◎サラエボは山々に囲まれた谷間に位置し、特にスモッグが滞留しやすい。
ボスニア・ヘルツェゴビナの首都サラエボがスモッグに覆われている。
地元当局は19日、大気汚染が健康に害を及ぼす水準に達したとして、市民に不要不急の外出を控え、屋内にとどまるよう勧告した。
スイスに拠点を置く企業「IQAir」のデータによると、サラエボの19日午前の大気質指数は225。危険とされる300は下回っているものの、世界保健機関(WHO)が推奨する安全基準を大幅に上回り、多くの旅客機が視界不良により欠航を余儀なくされた。

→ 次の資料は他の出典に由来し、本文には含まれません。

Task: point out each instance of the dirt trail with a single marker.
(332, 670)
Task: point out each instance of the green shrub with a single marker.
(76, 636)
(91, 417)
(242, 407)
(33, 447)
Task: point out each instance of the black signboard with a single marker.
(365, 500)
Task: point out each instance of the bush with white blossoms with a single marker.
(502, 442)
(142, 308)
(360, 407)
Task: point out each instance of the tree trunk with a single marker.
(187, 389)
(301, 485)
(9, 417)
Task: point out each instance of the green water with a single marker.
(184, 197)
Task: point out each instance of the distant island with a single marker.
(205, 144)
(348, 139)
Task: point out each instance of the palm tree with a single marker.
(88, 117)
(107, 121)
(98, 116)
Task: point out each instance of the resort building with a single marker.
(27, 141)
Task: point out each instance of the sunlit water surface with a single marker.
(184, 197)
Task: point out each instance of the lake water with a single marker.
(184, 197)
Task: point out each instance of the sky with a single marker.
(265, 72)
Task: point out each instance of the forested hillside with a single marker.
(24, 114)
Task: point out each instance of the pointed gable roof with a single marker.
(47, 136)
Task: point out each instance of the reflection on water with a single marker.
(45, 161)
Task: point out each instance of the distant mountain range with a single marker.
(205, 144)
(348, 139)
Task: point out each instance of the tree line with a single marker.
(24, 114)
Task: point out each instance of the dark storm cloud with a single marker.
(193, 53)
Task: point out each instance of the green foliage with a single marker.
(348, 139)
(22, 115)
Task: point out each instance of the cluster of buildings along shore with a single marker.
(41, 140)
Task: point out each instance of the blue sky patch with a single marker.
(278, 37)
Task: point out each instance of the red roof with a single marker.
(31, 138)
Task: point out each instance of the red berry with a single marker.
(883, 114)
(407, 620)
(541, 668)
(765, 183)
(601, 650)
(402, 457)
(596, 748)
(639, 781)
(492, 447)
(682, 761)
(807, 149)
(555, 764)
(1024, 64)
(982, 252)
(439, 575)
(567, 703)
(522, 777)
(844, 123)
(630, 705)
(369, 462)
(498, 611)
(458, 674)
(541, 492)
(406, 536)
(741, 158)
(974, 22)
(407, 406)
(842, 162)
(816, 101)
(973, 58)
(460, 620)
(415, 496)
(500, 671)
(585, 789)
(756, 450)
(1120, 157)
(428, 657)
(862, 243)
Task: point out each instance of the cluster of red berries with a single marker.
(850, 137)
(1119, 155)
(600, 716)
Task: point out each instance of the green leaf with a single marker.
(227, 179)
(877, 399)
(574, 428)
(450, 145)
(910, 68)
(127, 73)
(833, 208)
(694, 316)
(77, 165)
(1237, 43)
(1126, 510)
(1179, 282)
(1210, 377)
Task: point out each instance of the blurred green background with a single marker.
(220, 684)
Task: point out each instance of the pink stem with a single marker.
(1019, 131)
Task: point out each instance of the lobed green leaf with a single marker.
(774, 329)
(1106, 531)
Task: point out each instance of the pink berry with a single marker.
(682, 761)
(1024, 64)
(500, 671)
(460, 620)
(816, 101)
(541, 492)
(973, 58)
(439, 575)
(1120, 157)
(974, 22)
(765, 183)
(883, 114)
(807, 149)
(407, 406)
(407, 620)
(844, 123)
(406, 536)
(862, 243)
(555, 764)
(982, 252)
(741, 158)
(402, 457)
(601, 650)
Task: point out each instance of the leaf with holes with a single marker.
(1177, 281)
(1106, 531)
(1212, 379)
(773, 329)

サラエボ市内でAP通信の取材に応じた女性は、「スモッグは冬の風物詩になっており、マスクを着用しても喉がイガイガする」と語った。
サラエボを含むバルカン半島の多くの都市では石炭や薪による暖房が主流であり、冬の間はほぼ毎日、霧のようなスモッグに覆われる。

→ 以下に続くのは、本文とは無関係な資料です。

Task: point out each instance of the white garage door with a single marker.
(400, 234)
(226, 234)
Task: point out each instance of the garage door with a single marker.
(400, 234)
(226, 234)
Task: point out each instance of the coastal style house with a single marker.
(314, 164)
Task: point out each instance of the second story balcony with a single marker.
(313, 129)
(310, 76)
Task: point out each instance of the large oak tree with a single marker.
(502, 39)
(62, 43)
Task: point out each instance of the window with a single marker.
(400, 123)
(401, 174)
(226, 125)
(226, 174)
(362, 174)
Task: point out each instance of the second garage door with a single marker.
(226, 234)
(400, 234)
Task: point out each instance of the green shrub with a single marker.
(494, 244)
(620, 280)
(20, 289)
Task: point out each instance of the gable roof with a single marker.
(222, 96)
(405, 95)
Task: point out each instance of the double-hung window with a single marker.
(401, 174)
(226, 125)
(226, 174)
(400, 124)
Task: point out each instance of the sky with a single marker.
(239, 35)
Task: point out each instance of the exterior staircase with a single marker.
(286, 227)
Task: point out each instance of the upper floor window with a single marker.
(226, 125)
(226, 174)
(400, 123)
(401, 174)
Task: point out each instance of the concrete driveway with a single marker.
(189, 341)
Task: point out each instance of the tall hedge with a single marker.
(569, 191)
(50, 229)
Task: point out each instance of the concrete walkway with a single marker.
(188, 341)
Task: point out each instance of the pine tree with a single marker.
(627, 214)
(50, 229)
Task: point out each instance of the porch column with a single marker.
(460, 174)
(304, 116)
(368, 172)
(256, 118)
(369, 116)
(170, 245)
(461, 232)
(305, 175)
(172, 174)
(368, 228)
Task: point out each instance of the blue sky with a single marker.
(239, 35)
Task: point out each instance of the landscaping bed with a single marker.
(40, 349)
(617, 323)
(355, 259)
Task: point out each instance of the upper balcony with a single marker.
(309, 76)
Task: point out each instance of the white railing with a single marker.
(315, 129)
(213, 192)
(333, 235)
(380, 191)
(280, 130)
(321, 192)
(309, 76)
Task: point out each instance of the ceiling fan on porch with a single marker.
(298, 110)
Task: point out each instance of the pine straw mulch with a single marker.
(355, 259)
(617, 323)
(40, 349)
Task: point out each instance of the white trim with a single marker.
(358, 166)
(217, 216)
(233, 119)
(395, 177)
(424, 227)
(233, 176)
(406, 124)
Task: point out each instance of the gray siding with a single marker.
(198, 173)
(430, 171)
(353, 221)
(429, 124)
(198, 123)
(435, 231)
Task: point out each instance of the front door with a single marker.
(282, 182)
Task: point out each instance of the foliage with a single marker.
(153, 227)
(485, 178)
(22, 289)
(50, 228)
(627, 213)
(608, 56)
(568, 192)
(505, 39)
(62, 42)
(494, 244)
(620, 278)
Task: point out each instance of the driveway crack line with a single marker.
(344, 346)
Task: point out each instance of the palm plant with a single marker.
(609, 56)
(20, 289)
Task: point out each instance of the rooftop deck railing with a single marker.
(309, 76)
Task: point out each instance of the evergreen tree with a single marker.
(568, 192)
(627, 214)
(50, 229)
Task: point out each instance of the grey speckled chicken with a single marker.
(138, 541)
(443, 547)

地元メディアによると、サラエボの大気質悪化の原因は石炭式暖房、車やバイクの排気ガス、焼き畑、野焼きなど。
大気汚染は冬に深刻化することが多く、気象条件などの影響により大気がよどみやすい。
サラエボは山々に囲まれた谷間に位置し、特にスモッグが滞留しやすい。
バルカン半島の国々はEUへの加盟を目指す中で、環境保護の改善を約束しているにもかかわらず、効果的な対策を取れずにいる。半島の河川はしばしばゴミで詰まり、リサイクルはほとんど行われていない。
隣国セルビアの首都ベオグラードの大気質指数も19日、「不健康」とされる170となった。